雫にじゃあねと告げ、入江妹は去っていく。先日の雫より高めの位置にあるブロンドのポニーテールが、まるで兎のようにふんありと揺れた。
「……なんだったんだ、あの子」
「あはは。大河ちゃんは小学校の頃の私が更に拗らせちゃった感じの子なので。先輩のこと、あんまりよく思ってないみたいですよー。ほら先輩って私とお姉ちゃんに挟まれてるせいで、立ち位置微妙ですし」
「うわー、聞きたくなかった。うっかり泣きそうになるわ」
「どんまいですっ!」
可愛く励まされても凹むものは凹む。同学年の女子ならまだしも見ず知らずの後輩に嫌われるのはちょっぴり傷つく。
とはいえ、だ。
今の自分のことを考えれば、嫌われてもしょうがないよな、と納得してしまう部分もあった。もちろん彼女が俺を嫌っている理由は全く別のものだろうが。
「それじゃ、私たちも帰りましょっか」
「だな」
何だかんだ無駄話に時間をかけてしまった。
雫のバッグを受け取り、俺は顔をしかめる。
「なんだこれ。一泊二日の割にはやたらと重くないか?」
「えー、そうでもないですよ。女の子は皆こんな感じです」
「そういうもんかねぇ……」
雫から受け取ったバッグはずっしりと重い。行きは雫本人が持っていったので持てないほどの重さではないが、ムクムクと面倒臭さが湧いてくる重さだった。

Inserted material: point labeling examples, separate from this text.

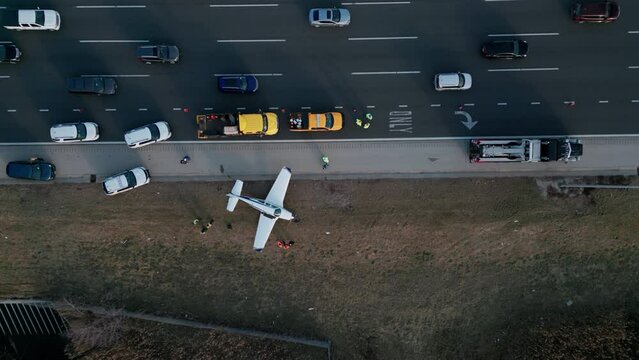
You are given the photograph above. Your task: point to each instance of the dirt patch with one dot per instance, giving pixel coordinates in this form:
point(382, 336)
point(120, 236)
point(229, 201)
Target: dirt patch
point(419, 269)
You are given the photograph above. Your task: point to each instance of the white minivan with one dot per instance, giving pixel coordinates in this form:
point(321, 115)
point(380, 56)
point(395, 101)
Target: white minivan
point(148, 134)
point(453, 81)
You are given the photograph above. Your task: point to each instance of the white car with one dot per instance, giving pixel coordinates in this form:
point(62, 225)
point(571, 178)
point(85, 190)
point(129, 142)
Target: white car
point(148, 134)
point(35, 19)
point(126, 181)
point(453, 81)
point(74, 132)
point(329, 17)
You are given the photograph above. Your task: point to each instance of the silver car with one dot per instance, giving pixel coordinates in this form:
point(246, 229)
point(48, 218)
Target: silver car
point(329, 17)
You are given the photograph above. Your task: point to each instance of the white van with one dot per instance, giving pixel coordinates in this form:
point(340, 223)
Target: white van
point(453, 81)
point(31, 19)
point(148, 134)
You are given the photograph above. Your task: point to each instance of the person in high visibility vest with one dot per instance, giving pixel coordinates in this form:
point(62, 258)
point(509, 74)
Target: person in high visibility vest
point(324, 161)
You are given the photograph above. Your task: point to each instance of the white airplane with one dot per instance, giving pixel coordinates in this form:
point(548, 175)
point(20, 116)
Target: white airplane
point(271, 208)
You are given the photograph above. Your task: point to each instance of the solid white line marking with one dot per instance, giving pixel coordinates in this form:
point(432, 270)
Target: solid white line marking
point(113, 41)
point(378, 3)
point(263, 74)
point(243, 5)
point(110, 6)
point(385, 38)
point(528, 69)
point(386, 72)
point(524, 34)
point(251, 40)
point(109, 75)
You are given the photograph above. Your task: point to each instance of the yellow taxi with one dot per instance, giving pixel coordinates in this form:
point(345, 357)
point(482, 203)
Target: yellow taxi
point(331, 121)
point(258, 124)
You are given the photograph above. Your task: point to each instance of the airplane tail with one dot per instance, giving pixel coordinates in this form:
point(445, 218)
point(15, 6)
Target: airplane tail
point(235, 192)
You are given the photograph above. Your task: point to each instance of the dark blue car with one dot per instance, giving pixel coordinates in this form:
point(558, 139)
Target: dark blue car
point(34, 169)
point(237, 83)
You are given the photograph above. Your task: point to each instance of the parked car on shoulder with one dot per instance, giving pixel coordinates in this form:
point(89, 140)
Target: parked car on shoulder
point(237, 83)
point(35, 19)
point(329, 17)
point(159, 54)
point(100, 85)
point(9, 53)
point(453, 81)
point(595, 11)
point(33, 169)
point(125, 181)
point(148, 134)
point(75, 132)
point(505, 49)
point(330, 121)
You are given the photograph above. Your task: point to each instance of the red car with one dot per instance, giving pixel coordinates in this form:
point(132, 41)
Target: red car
point(595, 12)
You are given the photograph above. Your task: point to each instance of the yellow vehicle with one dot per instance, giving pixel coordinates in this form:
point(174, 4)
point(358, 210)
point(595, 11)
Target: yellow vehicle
point(331, 121)
point(258, 124)
point(216, 125)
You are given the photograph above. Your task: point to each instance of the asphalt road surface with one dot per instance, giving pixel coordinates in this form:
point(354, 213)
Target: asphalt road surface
point(383, 63)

っていうか、当然のように俺が荷物持ちしているのがおかしいんじゃないでしょうか。俺のことをこき使いすぎじゃない?
ついさっき雫から送られてきたメッセージを思い出しながら、ぶつぶつと心の中で呟く。口に出さないのは、頼られたことを嬉しく思っている自分もいるからだ。
はぁ、とつい溜息を漏らすと、雫が遠慮がちに言った。
「あ、あの先輩。調子に乗って荷物持ってほしいとか言っちゃいましたけど、それはその、口実みたいな部分があるので。だ、だから、その……先輩が嫌なら私が持つので、い、一緒に帰ってください」
…………。
マジでなんだよ、こいつ。普段の小悪魔はどこにいったんだ、と言いたくなるくらいにしおらしくて可愛い。大丈夫だよ、と頭をぽんぽんしてあげたくなる。そんな痛い真似、絶対にしないけど。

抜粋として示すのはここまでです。